If the old woman dislikes being ordered around, she doesn’t say so. Instead, she shuts the top drawer of the cabinet and sets off, clumping along in thick-soled shoes that look too heavy for her thin ankles. “It’s in here,” she explains, as she disappears into the next room. “I don’t know what it’s for. It appeared one day, out of nowhere. Here it is—see?”
She’s referring to a small hatch that’s set low in one dim corner. It’s just a hole in the wall, with rough-hewn edges and no latch. The panel wedged into it isn’t even hinged.
“I wonder if it’s supposed to be here?” says Noble.
“It is here,” the old woman points out
.
“Yes, but—” Noble begins, then stops and sighs. He doesn’t believe that she’s going to understand, even if he explains himself more fully.
Lorellina, meanwhile, has joined him. “Where does it go?” she asks.
The old woman says, “I have no idea.”
“It doesn’t matter where it goes. Just as long as it doesn’t lead back where we came from.” Noble begins to tug at one of the cabinets, dragging it away from the wall so that he can squeeze past it.
The old woman goggles at him, appalled. “What are you doing? Don’t do that! You mustn’t move the filing cabinets!”
“You can push it back when we’re gone,” Noble retorts. “Or, no—I’ll pull it back. So you won’t hurt yourself. How does that sound?”
“But you don’t have permission! This is all wrong. This is against the rules.”
Noble decides to ignore her. “I’m afraid you’ll have to go first,” he sheepishly informs the princess. “These cabinets are too heavy for you to move.”
Lorellina seems to accept this. Her only concern is the width of the hole. “Are you actually going to fit through there?” she asks, while the old woman wrings her knobbly hands in distress. “It looks very small.”

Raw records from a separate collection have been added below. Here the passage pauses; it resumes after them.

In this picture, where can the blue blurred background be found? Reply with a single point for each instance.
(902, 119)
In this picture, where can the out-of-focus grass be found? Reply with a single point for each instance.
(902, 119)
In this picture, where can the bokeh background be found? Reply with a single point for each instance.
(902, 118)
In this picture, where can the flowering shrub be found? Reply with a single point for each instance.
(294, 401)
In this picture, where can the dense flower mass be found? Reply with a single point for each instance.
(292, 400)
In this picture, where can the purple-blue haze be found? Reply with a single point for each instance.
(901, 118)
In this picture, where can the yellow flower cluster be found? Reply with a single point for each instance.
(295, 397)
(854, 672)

With a shrug, Noble says, “We’ll soon find out.” Then he addresses the old woman. “You can return to work, if you want.”
“The cabinet—”
“I told you. I’ll shift it back.”
By now, Lorellina has edged past him. She hunkers down in front of the hatchway, her gown a puffy green puddle, her gleaming ringlets cascading over her narrow shoulders. When she inserts the tips of her fingers between the edge of the hatch and the wall, Noble tries to stop her. “Wait,” he warns. “I’ll do that.”

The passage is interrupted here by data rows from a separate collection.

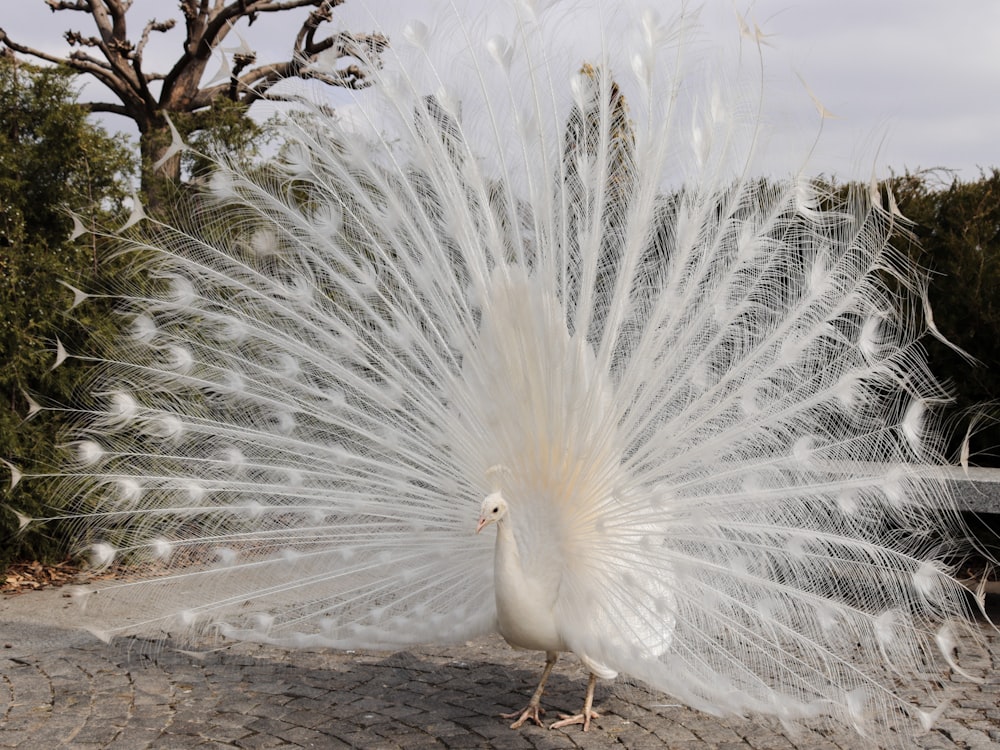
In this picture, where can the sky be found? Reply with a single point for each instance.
(910, 84)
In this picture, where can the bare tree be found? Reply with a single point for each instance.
(115, 59)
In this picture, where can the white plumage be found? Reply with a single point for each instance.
(552, 279)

But she’s already lifting the rough-cut panel clear of its matching hole. “Oooooh,” she murmurs. “Look! A tunnel!”
“What’s in there?” Noble ducks down to inspect the tunnel just as Lorellina thrusts her head into it. “Princess! Be careful!”
By this time, however, he’s talking to her backside. “I can see the end of it!” she reports, her voice muffled. “I can see a light!”